A study published in 2022 further analyzed how multiple copies of the P53 gene can help elephants avoid cancer. The researchers believe that one pathway is that multiple copies of the P53 gene can offset the risk of oncogenic mutations in the normal P53 gene, and the other way is that although the multiple copies of the P53 gene are different copies of the normal P53 gene and the protein products they express are also different, they can respond to DNA damage in a variety of different ways, thereby improving the efficiency of DNA repair and the apoptosis of those cells that cannot be repaired.

Therefore, we can understand that it is precisely because the elephant genome has multiple copies of the P53 gene, the so-called "more people are stronger", and the elephant cells have more P53 protein monitoring and protection.
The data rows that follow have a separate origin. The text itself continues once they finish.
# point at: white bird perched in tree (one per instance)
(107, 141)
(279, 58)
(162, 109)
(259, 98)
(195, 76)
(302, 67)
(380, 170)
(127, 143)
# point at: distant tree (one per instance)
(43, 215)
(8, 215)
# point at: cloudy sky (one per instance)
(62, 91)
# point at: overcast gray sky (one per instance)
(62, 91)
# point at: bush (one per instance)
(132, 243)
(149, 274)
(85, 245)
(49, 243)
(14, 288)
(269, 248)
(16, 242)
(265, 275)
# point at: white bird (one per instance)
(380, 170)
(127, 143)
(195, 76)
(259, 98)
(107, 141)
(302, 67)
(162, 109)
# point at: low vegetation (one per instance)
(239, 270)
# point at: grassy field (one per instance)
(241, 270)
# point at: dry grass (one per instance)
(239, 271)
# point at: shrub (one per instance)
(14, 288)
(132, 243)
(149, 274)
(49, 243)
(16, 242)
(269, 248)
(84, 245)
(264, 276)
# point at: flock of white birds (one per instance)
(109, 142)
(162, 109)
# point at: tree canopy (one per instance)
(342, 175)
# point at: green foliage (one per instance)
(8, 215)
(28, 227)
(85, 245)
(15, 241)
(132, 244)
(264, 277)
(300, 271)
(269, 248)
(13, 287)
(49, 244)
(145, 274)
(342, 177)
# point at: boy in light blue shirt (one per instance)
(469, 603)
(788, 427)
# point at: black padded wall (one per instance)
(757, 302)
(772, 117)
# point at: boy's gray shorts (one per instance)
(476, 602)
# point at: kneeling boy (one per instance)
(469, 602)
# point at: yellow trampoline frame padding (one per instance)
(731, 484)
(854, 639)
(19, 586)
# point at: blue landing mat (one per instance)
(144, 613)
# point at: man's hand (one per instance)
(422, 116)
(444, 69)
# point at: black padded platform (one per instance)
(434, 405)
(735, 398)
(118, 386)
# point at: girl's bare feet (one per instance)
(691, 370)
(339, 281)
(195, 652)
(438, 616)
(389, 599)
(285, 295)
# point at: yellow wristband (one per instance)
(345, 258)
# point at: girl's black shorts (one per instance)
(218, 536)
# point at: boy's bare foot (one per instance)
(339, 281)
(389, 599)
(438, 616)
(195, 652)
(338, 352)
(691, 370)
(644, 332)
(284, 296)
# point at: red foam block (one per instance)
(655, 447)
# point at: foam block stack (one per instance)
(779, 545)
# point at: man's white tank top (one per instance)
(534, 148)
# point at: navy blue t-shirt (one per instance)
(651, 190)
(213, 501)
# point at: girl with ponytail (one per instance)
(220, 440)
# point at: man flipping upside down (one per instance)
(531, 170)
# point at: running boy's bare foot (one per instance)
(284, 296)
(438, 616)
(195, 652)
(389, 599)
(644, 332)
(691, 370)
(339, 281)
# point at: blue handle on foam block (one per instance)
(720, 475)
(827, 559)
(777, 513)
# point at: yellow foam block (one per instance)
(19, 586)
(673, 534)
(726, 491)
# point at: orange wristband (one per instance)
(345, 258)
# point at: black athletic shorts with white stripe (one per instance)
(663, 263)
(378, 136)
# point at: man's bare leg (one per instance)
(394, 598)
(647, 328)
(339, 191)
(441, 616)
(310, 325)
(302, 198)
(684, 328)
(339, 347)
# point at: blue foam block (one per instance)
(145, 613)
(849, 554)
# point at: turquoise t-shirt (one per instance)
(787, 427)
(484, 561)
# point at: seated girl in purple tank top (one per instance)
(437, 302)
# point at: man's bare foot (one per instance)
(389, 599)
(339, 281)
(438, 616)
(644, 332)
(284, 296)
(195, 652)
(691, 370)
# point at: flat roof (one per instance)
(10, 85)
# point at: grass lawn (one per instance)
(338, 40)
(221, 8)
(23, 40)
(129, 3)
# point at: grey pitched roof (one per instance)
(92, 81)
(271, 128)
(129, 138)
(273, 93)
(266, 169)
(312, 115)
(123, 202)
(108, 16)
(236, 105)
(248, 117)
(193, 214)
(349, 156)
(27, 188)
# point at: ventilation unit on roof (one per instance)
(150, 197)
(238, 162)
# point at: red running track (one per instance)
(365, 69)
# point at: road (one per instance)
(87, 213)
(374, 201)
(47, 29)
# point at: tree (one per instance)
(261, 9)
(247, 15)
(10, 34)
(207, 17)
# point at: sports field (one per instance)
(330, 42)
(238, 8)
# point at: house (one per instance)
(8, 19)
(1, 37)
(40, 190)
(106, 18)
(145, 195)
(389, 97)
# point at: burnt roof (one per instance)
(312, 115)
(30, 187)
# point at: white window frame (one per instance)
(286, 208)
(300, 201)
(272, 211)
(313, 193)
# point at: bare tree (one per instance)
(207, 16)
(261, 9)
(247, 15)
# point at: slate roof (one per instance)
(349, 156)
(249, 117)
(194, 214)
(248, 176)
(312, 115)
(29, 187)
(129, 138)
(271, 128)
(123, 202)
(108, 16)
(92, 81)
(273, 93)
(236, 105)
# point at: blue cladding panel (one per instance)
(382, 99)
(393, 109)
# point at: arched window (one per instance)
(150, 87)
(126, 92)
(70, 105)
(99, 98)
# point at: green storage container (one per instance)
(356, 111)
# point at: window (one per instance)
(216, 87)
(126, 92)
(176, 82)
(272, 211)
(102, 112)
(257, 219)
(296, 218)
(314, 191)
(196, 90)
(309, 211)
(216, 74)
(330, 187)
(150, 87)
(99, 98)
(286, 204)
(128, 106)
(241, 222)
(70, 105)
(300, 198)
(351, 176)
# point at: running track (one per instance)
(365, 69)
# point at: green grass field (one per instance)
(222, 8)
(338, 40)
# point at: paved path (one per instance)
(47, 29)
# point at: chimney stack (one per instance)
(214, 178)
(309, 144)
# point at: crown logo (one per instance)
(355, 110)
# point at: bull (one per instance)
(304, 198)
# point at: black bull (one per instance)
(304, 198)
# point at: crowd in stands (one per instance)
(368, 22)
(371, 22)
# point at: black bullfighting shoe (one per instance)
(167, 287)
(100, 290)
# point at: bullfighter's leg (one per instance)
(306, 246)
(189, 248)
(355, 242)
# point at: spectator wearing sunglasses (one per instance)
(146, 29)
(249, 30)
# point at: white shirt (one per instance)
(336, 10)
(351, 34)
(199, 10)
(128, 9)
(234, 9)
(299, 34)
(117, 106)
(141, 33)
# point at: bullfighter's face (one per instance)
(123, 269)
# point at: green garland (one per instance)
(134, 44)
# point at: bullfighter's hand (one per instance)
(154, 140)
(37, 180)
Once the elephant cells make irreparable errors in the DNA replication process, these P53 proteins will immediately respond and quickly start the apoptosis program, so that the cells that have problems will all "self-destruct" and nip the new tumor cells in the bud, which can greatly reduce the probability of tumorigenesis.

Could multiple copies of the P53 gene in elephants help with cancer treatment in humans? That's what pediatric oncologist Joshua Schiffman is concerned about. To that end, Schiffman also founded a biomedical company that plans to use the elephant P53 protein produced by multiple copies of the P53 gene for human cancer treatment. Current preclinical trials have shown that this new drug candidate has the potential to be developed into a new drug for the treatment of human cancer, but more clinical trials are needed to validate it.